NewMexiKen remembers going to a World Series game in Oakland 36 years ago with my friend and neighbor Daniel. Daniel was African-American. We needed to buy tickets and finally found a guy with two. He was incredulous that Daniel and I actually wanted seats together. I wonder where that man is today.
I believe if Iowa hadn’t given Barack Obama his jump start it would have happened somewhere else. The country was too hungry for what he symbolizes. BUT, I am so proud that it began here. Knocking on doors in sub-zero weather last year, giving the speech for Obama at our caucus; these are memories I will treasure. And never before have I felt the right, so strongly, to demand that the President make moral decisions when he is acting on my behalf. I guess this is what it feels like to participate in a a democracy.
Many years ago, 1977 to be exact, I was the director of a Bureau of Reclamation Youth Conservation Corps camp in Central Arizona. Half of our residential 50-member camp (16-18 year old boys and girls) was made up of Native Americans. The YCC had a dress code (for safety reasons) during work hours that required long pants, a long sleeve shirt, and boots. One impoverished young member, a Pima Indian named Angel, didn’t have the necessary items, so I took him to Casa Grande to buy them. As we walked through the parking lot from the car to the store, he was walking well behind me and I asked him why. The answer was that he didn’t think that I, a 25-year old white woman, would want to be seen walking with him.

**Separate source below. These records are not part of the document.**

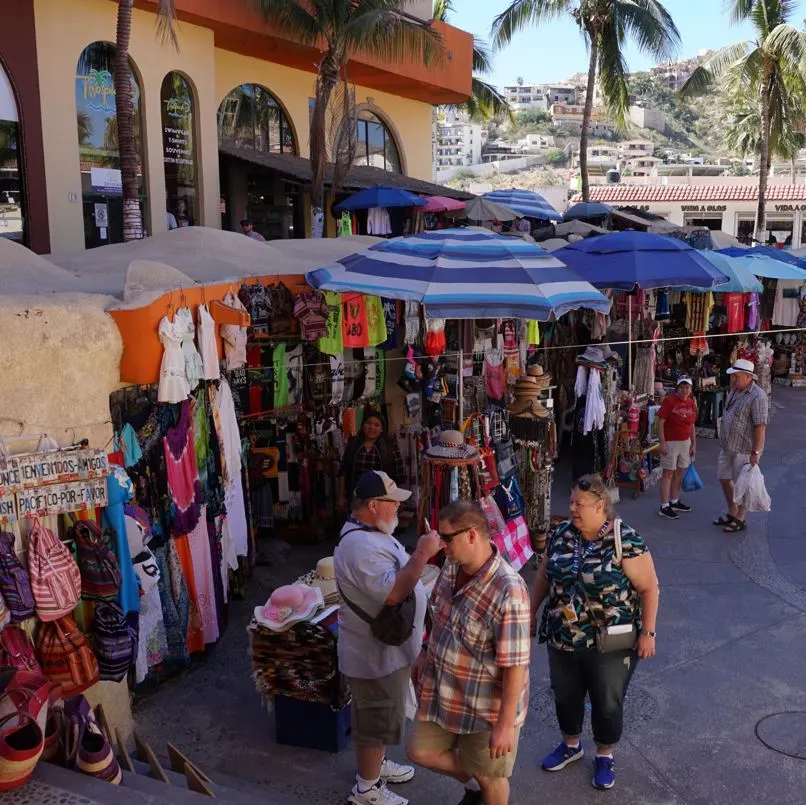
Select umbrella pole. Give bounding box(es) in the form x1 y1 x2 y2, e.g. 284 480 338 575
627 294 632 394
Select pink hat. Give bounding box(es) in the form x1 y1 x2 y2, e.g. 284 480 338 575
255 584 324 632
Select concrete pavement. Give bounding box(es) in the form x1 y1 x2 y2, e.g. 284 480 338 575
135 387 806 805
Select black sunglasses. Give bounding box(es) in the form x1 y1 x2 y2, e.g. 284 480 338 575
437 526 473 545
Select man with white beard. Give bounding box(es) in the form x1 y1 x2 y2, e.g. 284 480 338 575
333 470 441 805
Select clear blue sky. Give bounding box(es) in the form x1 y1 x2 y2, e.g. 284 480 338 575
450 0 806 86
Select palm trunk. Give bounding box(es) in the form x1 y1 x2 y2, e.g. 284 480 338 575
755 80 772 241
115 0 143 241
310 52 340 238
579 32 599 201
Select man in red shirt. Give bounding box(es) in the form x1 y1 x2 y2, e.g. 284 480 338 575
658 375 697 520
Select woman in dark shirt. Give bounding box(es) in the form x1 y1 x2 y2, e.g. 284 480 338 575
339 411 404 509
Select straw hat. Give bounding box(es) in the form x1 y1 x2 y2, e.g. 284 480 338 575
255 584 324 632
425 430 479 461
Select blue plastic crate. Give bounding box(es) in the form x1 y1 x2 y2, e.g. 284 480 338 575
274 696 352 752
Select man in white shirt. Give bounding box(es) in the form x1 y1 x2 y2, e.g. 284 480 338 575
333 471 441 805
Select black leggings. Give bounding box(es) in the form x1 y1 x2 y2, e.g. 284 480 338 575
549 647 638 746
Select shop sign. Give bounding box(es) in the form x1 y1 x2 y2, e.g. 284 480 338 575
680 204 728 212
0 450 109 494
17 479 109 519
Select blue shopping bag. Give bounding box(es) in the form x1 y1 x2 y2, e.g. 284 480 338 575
681 461 702 492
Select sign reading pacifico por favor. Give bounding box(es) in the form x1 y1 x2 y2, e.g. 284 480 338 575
0 450 109 496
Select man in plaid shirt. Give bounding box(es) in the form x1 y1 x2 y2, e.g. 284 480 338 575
408 501 530 805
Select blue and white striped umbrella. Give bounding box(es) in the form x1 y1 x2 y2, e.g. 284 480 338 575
305 229 610 321
482 189 563 221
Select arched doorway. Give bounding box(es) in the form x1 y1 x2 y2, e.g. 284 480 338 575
218 84 305 240
0 64 27 243
75 42 147 249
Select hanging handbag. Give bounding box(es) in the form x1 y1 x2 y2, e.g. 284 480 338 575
582 517 638 654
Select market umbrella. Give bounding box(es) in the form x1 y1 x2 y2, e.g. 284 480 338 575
457 196 523 221
417 196 467 212
305 229 610 321
563 201 613 221
679 251 764 293
333 184 425 212
553 230 730 388
482 188 563 221
718 249 806 281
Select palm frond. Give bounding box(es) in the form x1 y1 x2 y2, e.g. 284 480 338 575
598 20 630 130
613 0 680 61
679 42 753 99
246 0 325 45
490 0 574 50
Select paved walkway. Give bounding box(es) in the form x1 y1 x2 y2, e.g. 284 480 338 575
135 388 806 805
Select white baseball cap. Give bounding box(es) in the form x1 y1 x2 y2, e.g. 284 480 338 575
728 358 756 377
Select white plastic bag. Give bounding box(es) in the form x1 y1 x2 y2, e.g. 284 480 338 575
733 464 770 512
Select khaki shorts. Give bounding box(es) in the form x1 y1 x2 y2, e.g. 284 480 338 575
660 439 691 470
409 719 521 777
348 665 411 747
716 450 750 483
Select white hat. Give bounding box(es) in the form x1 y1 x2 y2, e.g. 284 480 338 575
728 358 756 378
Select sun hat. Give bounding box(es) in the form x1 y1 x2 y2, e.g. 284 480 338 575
425 430 479 461
255 584 325 632
728 358 756 379
353 470 411 503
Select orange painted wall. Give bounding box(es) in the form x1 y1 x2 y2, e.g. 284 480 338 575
109 274 307 385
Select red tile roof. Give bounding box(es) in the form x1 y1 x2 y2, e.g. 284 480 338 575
571 184 806 204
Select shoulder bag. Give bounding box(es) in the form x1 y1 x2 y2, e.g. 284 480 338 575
582 517 638 654
337 528 417 646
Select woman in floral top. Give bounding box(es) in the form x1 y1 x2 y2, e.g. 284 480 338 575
532 475 658 789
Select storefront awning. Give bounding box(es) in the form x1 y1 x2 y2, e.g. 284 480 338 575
218 143 473 200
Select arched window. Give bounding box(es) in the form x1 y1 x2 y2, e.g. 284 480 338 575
218 84 297 154
0 64 25 241
76 42 146 249
160 72 199 229
353 109 402 173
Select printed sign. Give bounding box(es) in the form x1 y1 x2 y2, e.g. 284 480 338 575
17 479 109 519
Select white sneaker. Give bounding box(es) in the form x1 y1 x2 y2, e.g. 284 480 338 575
381 757 414 785
347 781 409 805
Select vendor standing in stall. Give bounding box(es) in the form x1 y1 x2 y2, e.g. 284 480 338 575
333 472 442 805
658 375 697 520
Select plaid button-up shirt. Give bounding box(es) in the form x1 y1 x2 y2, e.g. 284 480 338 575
719 383 769 455
417 546 531 735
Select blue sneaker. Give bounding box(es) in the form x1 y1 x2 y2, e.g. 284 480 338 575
541 741 585 771
592 755 616 791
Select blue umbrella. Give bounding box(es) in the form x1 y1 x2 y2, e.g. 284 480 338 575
553 230 729 291
333 184 427 212
563 201 613 221
719 246 801 266
482 189 563 221
721 248 806 281
306 229 610 321
679 250 764 293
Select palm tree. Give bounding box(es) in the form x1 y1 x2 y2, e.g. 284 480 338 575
114 0 176 241
250 0 443 237
493 0 680 201
680 0 806 241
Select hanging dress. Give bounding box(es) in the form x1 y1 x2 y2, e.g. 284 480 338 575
176 307 204 391
158 315 190 403
197 304 221 380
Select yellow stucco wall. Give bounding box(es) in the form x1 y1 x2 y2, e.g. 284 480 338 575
35 0 431 252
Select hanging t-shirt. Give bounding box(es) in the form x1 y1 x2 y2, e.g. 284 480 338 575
722 293 744 333
378 299 398 349
341 293 369 349
273 344 288 408
365 296 387 347
318 291 344 355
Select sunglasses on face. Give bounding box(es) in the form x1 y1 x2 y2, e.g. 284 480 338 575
437 528 470 545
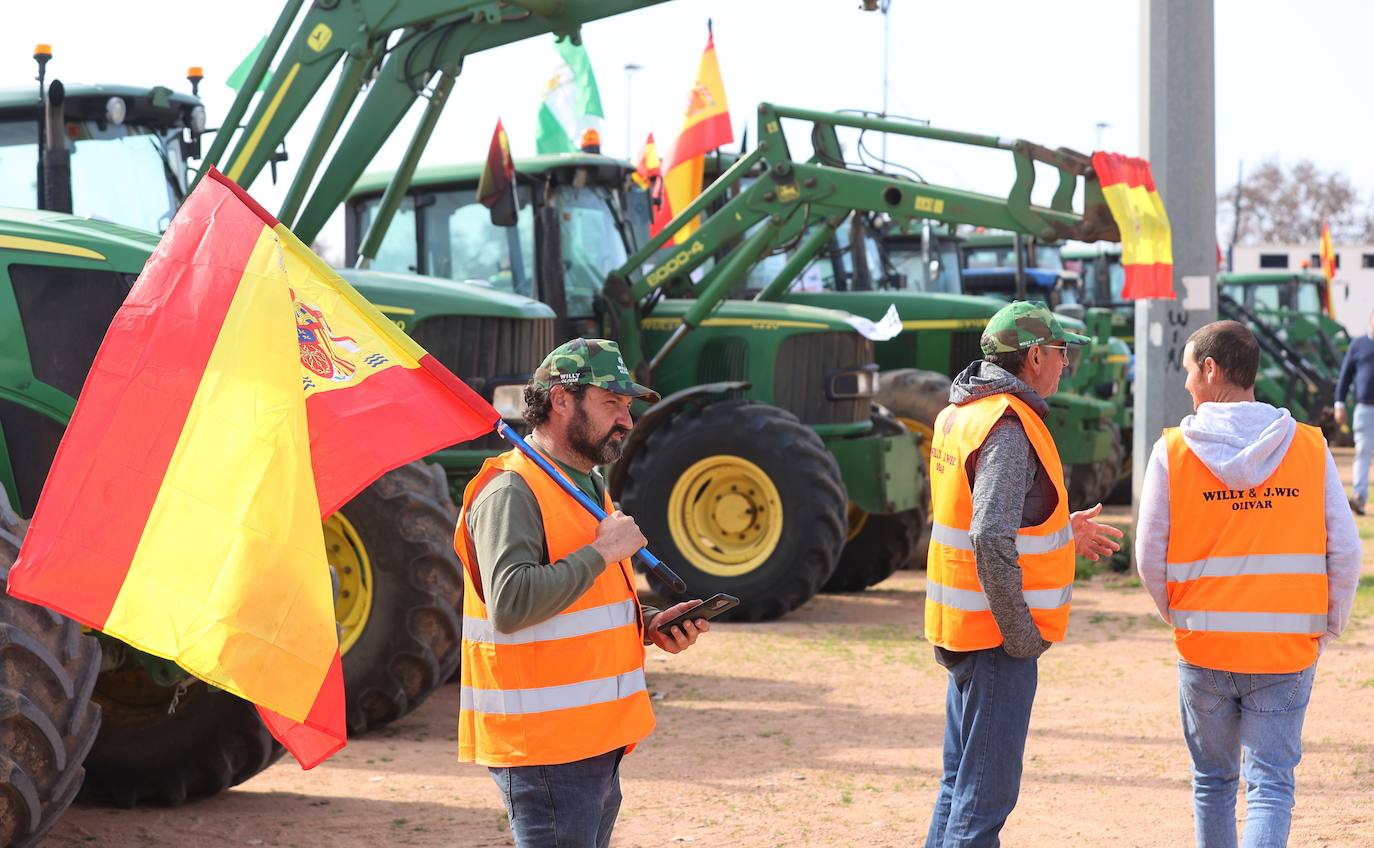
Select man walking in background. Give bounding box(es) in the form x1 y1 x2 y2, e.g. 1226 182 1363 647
1336 307 1374 515
925 302 1121 848
455 338 710 848
1135 322 1360 848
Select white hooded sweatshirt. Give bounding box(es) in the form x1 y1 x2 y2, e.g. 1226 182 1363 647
1135 401 1360 647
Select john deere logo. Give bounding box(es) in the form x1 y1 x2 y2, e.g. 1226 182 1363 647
916 195 944 214
305 23 334 52
647 242 706 286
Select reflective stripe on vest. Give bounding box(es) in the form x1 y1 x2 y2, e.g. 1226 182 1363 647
463 601 639 645
453 451 654 767
1165 554 1326 583
930 524 1073 554
926 581 1073 613
1164 425 1327 673
925 394 1074 650
1169 609 1326 636
459 668 646 716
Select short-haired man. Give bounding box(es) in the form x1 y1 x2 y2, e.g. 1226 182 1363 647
1336 307 1374 515
455 338 710 848
1135 322 1360 848
925 302 1121 848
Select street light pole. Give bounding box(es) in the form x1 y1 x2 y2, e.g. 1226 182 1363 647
878 0 892 166
625 62 644 162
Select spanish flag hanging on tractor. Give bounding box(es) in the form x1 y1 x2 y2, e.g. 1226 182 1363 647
1092 151 1175 300
650 22 735 245
10 169 499 768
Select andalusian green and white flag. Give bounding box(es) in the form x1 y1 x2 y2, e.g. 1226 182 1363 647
534 38 606 153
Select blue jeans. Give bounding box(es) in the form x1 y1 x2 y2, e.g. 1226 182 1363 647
489 748 625 848
1179 660 1316 848
926 647 1037 848
1351 404 1374 506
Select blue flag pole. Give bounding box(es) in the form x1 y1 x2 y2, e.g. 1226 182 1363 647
496 421 687 592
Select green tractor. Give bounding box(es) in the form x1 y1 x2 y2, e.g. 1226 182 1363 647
0 88 527 818
678 110 1131 509
939 232 1135 504
345 154 925 601
0 0 670 830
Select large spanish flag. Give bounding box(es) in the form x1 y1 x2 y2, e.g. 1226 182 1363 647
650 23 735 245
10 169 499 768
1092 150 1173 300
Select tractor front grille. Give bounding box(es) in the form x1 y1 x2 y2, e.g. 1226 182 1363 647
411 315 554 451
774 333 874 425
949 330 982 378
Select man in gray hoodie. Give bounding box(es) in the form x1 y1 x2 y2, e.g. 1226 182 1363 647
1135 322 1360 848
925 302 1121 848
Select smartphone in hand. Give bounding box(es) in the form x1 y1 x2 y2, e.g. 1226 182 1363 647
657 594 739 635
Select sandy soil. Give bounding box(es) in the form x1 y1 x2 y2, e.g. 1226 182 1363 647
48 451 1374 848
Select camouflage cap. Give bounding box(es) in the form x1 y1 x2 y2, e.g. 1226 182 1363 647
982 301 1092 356
532 338 658 403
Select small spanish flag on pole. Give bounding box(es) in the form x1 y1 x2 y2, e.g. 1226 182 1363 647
477 118 519 227
10 169 500 768
649 21 735 245
1322 220 1336 317
1092 151 1175 300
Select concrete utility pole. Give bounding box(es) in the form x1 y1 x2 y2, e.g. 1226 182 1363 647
1132 0 1216 502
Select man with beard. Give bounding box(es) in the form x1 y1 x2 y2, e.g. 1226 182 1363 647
455 338 710 848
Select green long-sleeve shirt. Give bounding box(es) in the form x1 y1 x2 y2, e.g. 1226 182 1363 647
467 445 658 634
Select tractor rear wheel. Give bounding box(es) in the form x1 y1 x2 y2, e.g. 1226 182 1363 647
82 667 284 808
1065 421 1125 511
0 508 100 848
874 368 954 569
620 401 845 621
822 404 930 592
324 462 463 735
87 462 463 807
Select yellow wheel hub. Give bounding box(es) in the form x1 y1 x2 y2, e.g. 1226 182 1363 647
324 513 372 654
668 454 783 577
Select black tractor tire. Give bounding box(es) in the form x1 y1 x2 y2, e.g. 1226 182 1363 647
874 368 954 569
339 462 463 737
1065 421 1125 511
81 670 284 808
822 507 929 592
872 368 954 427
0 508 100 848
84 462 463 807
620 401 846 621
822 404 930 592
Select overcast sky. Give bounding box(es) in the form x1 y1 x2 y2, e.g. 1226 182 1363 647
0 0 1374 253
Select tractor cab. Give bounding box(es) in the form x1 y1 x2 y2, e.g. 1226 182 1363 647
345 154 647 335
0 77 205 232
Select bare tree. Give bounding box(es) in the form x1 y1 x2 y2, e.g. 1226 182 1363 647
1217 158 1374 245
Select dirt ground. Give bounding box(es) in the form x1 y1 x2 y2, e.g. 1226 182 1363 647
47 451 1374 848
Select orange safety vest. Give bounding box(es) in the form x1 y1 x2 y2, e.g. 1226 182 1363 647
926 394 1073 650
1164 425 1327 673
453 449 654 766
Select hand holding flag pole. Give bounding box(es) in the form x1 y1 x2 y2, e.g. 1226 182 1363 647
496 421 687 592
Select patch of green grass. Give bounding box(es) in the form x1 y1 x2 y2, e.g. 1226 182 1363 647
1351 574 1374 618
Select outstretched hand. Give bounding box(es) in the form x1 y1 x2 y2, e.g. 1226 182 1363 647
1069 503 1125 562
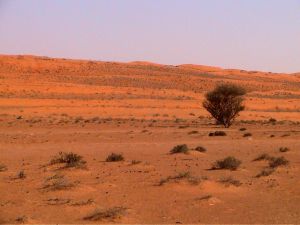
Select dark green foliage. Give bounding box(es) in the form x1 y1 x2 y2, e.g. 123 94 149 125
50 152 86 167
203 84 246 128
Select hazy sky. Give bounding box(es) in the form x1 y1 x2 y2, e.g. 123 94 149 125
0 0 300 72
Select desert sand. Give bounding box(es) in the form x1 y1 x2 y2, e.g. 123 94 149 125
0 55 300 224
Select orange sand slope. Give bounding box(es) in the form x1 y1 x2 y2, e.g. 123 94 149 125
0 56 300 120
0 56 300 224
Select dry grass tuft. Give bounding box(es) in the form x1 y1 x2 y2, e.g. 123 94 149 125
208 131 227 137
158 172 201 186
279 147 290 152
43 174 75 191
219 177 242 187
269 156 289 168
0 164 7 172
83 207 126 221
255 168 275 178
105 153 124 162
212 156 242 170
194 146 207 152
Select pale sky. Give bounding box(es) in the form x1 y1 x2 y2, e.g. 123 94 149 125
0 0 300 72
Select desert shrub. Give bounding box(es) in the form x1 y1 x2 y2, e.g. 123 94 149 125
279 147 290 152
158 172 201 186
83 207 126 221
243 133 252 137
253 153 273 161
170 144 189 154
16 216 28 223
43 175 75 191
269 157 289 168
188 130 199 134
212 156 242 170
194 146 207 152
208 131 227 137
131 160 142 165
17 170 26 179
203 84 246 128
105 153 124 162
256 168 275 178
0 164 7 172
219 177 242 187
50 152 86 167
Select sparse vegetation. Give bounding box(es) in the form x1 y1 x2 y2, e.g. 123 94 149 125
43 175 75 191
17 170 26 179
195 195 212 201
131 160 142 165
158 172 200 186
194 146 207 152
253 153 273 161
170 144 189 154
256 168 275 178
105 153 124 162
208 131 226 137
219 177 242 187
83 207 126 221
269 156 289 168
243 133 252 137
203 84 246 128
279 147 290 152
50 152 86 168
0 164 7 172
212 156 242 170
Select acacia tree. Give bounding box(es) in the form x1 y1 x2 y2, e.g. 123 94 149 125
203 84 246 128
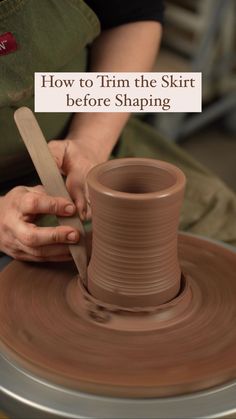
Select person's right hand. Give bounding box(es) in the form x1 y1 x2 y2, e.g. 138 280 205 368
0 186 79 262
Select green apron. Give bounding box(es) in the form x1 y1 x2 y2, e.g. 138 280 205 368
0 0 236 245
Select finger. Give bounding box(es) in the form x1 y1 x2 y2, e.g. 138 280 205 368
48 140 67 169
66 176 87 221
15 222 79 247
20 192 76 216
13 250 72 262
20 244 71 260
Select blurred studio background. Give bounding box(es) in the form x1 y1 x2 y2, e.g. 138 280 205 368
150 0 236 191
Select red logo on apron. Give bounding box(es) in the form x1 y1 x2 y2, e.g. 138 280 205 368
0 32 17 55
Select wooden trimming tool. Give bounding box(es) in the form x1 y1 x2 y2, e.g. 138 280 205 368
14 107 87 283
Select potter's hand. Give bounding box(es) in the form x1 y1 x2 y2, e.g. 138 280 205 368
0 186 79 262
49 139 98 220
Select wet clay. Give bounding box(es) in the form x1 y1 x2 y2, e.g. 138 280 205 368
87 158 185 308
0 235 236 397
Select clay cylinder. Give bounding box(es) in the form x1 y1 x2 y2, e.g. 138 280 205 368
87 158 185 308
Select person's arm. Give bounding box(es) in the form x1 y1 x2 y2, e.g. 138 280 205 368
50 21 162 218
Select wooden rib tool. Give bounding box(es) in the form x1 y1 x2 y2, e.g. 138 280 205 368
14 107 87 284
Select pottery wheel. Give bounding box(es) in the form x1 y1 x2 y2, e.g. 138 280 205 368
0 235 236 397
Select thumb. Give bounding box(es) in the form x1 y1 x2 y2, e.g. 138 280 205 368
66 173 87 221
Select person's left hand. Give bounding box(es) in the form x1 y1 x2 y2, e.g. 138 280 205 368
48 139 98 220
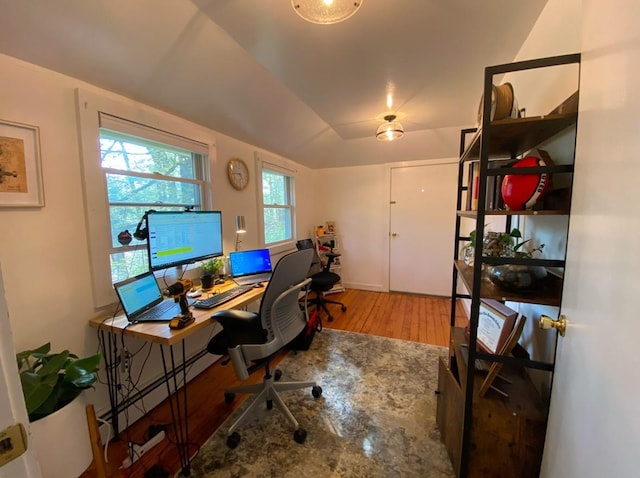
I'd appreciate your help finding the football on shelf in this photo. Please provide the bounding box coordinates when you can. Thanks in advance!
[501,151,551,211]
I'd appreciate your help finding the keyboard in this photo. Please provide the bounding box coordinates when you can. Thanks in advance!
[135,300,180,322]
[193,285,253,309]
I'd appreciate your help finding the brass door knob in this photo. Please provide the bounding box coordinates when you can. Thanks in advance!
[538,315,567,337]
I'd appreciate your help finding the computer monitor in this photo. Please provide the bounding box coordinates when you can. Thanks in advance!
[146,211,223,270]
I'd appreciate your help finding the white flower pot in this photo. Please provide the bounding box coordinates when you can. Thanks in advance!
[29,394,93,478]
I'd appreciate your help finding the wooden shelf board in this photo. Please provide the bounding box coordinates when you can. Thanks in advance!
[460,113,578,161]
[455,261,562,306]
[456,209,569,219]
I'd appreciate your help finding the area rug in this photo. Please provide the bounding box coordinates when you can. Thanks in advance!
[192,329,454,478]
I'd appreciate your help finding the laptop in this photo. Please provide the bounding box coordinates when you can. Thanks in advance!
[229,249,272,285]
[113,271,180,323]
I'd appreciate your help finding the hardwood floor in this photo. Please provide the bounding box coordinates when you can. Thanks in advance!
[82,289,467,478]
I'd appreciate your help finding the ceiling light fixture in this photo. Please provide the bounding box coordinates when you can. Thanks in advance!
[291,0,363,25]
[376,115,404,141]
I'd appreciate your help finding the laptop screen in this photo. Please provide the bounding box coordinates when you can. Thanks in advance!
[229,249,271,277]
[113,272,163,320]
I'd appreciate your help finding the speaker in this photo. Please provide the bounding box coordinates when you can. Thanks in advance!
[133,209,156,241]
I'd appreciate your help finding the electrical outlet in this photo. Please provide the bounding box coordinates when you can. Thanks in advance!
[120,349,131,373]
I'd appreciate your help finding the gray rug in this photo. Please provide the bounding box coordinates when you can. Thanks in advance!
[192,329,454,478]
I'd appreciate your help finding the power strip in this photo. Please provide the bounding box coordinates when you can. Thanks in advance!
[122,430,164,468]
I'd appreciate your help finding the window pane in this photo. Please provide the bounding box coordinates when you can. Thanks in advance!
[262,170,289,206]
[109,205,185,248]
[107,174,200,205]
[264,207,292,244]
[111,248,149,282]
[100,128,206,282]
[100,129,195,179]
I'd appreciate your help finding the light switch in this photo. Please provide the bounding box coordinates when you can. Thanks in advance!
[0,423,27,466]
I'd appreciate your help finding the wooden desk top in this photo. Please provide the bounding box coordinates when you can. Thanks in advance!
[89,281,266,345]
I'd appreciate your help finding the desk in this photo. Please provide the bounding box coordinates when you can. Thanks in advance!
[89,282,266,476]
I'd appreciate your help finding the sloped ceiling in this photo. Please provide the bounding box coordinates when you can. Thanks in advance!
[0,0,546,168]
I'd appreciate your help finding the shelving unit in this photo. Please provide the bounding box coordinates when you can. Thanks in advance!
[437,54,580,478]
[315,233,345,295]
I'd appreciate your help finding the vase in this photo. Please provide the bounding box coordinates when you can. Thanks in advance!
[200,274,215,290]
[29,394,93,478]
[488,264,548,292]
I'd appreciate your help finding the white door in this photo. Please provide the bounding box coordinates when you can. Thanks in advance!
[389,161,458,296]
[0,268,42,478]
[541,0,640,478]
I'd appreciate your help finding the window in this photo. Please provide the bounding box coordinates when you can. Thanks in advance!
[262,165,294,246]
[100,127,207,282]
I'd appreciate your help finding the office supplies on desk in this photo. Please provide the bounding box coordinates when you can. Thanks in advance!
[113,272,180,323]
[193,285,253,309]
[229,249,272,285]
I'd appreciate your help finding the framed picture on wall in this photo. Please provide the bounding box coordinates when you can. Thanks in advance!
[0,120,44,207]
[478,299,518,353]
[326,221,336,234]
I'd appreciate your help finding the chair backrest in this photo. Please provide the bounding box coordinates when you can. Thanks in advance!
[260,249,313,351]
[296,239,322,277]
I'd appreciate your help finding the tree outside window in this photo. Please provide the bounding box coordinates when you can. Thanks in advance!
[100,128,206,282]
[262,169,293,246]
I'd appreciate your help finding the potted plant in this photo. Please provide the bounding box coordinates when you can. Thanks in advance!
[200,257,222,289]
[483,228,548,292]
[16,343,102,422]
[16,343,102,478]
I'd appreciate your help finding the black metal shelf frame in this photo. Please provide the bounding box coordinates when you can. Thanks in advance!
[450,54,580,477]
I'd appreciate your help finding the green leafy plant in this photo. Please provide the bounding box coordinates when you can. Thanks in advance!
[200,257,222,276]
[16,343,102,422]
[464,227,544,259]
[499,227,544,258]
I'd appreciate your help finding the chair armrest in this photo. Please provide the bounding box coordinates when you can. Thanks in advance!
[324,252,342,272]
[207,309,267,353]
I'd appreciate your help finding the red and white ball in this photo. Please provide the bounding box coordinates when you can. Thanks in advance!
[501,156,551,211]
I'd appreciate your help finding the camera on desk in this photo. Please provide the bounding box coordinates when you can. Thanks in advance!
[169,316,196,329]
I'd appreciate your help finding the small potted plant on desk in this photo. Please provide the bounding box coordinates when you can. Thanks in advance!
[483,228,547,292]
[16,343,102,478]
[200,257,222,290]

I assured him that was not the case, and convinced him I was being honest by revealing to him that my significant other at the time was also a Native American.
It’s not just the Blacks of our nation who can finally believe that, at last, their potential can be realized. Now all the Angels can, too.
I waited in line in a small town in PA for about two hours yesterday in order to vote, about 15 minutes of it was in the rain and of course I had not packed an umbrella.
In a completely random turn of events, Sigourney Weaver showed up at the polls while I was there. To my knowledge, she isn’t local but had filmed a movie in our area. She thanked those of us waiting in line for exercising our right to vote and tapped on her Obama for president button. (She is absolutely gorgeous in person and was very gracious during the half hour or so she spent chatting with those of us in line.)
I was literally surrounded by several local Republican party activists while in line so my hopes for Obama taking PA were not high when I went home. I was jubilant when I saw the PA results last night.
Today, I am so very proud to be an American. I have never before felt such pride and joy in my country nor have I appreciated the promise that it holds. This is the America I believe in and one of the things I will be celebrating at Thanksgiving is living in a country where these things not only are possible, but actually happen.